Oh iya, Mandul? Aku tidak mandul. Kamu saja tidak menyentuhku, bagaimana bisa aku hamil jika tidak disentuh oleh suamiku?
Napas Dewa naik dan turun dengan cepat, ketika sampai pada penghujung sisi ke dua dari kertas ini. Dewa memang pernah berkata 'mandul' kepada Nada dan mendorong perempuan itu.
Dia menyesal, ketika luka-luka yang diberikannya untuk Nada. Masih melekat dan membekas diingatan istrinya---yang kini sudah pergi untuk selamanya.
"Mas Dewa," Gyo tiba-tiba sudah berdiri di depan Dewa yang duduk di lantai.

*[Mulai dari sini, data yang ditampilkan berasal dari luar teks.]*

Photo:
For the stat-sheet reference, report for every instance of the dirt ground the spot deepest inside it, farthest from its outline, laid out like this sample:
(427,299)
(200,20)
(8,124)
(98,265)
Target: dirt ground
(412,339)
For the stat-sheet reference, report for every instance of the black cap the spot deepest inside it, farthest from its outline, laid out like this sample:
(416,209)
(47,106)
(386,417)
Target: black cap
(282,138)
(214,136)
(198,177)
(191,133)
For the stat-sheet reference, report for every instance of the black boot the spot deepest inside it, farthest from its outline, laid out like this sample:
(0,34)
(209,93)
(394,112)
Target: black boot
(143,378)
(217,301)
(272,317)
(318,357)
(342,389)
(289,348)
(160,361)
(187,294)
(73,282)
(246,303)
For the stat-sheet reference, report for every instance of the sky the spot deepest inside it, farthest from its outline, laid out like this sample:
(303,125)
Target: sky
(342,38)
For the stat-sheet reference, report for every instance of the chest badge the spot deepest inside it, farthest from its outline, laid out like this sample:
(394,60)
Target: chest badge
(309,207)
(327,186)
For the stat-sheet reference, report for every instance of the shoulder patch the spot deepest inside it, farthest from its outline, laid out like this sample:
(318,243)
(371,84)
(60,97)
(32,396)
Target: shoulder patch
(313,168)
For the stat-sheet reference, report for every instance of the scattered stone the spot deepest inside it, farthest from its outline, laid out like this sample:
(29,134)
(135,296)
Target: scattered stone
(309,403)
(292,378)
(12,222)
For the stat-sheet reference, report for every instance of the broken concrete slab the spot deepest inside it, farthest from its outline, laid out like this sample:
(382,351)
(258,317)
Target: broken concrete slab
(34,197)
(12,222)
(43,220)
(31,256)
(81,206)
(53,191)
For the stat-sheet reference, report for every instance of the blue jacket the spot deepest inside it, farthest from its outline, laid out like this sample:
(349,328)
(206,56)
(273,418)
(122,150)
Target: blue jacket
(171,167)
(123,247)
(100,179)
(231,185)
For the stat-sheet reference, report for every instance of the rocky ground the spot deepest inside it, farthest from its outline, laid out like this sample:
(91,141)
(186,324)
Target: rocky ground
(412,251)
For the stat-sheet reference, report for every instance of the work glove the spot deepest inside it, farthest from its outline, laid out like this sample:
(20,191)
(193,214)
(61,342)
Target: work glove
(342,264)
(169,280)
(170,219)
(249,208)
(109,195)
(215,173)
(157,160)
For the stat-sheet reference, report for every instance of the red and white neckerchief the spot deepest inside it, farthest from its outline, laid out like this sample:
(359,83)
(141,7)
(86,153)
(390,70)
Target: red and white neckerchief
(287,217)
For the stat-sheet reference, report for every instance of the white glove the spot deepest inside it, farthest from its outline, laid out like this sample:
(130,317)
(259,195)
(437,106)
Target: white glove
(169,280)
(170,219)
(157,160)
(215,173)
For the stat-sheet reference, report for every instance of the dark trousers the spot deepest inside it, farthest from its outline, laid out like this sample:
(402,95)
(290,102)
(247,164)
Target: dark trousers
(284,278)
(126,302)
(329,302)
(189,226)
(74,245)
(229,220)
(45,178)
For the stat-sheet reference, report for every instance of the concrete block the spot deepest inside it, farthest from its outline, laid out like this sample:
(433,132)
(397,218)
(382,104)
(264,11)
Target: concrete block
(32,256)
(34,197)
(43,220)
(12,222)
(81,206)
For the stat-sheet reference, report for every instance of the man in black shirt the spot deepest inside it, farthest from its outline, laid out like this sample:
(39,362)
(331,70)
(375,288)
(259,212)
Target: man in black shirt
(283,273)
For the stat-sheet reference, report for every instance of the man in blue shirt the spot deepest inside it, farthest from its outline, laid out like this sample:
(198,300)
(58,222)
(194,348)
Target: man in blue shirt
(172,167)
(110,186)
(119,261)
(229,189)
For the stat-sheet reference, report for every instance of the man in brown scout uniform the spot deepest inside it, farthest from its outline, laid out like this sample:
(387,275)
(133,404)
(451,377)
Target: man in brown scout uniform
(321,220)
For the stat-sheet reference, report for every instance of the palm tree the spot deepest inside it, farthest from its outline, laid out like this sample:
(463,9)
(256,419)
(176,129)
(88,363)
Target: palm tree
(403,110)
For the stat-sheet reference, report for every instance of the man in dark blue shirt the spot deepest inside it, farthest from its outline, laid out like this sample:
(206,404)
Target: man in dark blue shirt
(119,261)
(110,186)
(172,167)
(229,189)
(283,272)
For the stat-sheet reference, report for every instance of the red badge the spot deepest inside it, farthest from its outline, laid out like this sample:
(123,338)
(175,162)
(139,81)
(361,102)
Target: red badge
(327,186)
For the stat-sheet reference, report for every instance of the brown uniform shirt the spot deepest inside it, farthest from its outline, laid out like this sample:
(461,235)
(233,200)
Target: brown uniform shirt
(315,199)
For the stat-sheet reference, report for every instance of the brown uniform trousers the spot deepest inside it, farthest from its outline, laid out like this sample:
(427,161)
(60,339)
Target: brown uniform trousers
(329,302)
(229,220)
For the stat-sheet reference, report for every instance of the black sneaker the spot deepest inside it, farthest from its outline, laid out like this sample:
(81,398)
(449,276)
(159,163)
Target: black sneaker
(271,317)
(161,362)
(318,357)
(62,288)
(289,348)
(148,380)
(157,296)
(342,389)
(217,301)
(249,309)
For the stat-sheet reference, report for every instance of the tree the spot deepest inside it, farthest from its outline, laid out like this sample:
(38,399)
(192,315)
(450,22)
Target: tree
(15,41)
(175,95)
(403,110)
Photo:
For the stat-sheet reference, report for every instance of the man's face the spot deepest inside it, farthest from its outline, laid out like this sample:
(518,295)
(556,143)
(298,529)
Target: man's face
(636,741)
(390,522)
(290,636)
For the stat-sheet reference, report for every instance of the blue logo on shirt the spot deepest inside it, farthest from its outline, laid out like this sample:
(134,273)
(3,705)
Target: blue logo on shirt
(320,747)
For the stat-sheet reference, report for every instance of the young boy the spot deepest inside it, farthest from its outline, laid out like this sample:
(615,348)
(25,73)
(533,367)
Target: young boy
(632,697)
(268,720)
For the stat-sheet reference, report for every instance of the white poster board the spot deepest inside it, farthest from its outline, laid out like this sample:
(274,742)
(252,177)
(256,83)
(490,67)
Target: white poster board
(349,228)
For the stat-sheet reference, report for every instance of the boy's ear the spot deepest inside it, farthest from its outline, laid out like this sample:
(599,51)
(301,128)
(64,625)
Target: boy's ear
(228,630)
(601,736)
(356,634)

Gyo masih mengenakan pakaian yang sama, sejak semalam. Baju kemeja hitam lengkap dengan peci atau songkok yang menempel menutupi rambutnya.
"Loh, Dek. Kamu kok bisa ada di kamar Mas?" Tanya Dewa gelagapan dan langsung berdiri.
"Ini, aku disuruh Ibu nemani Mas Dewa. Sampai tujuh hari ke depan, takut nanti kalau ada rekan-rekan Mas Dewa yang datang," Gyo berbicara dengan mata yang sangat sembab.
Apa Gyo habis menangis lagi? Batin Dewa.
Ketika jenazah Nada masuk ke dalam peristirahatan terakhirnya, Gyo dan Ibunya yang menangis begitu derasnya. Dewa yang ikut berdiri menyaksikan peti itu diturunkan menggunakan tali---juga tidak bisa berkata-kata.
Gyo tipikal orang yang sangat mudah menangis, walau dia seorang laki-laki. Apalagi menyentuh soal orang-orang yang disayang, pasti dia mudah sekali menitihkan air mata. Seperti sekarang ini.
"Mas Dewa lagi baca apa?" Tangan Gyo kontan meraih kertas itu dari tangan Dewa, dia membaca dengan cermat.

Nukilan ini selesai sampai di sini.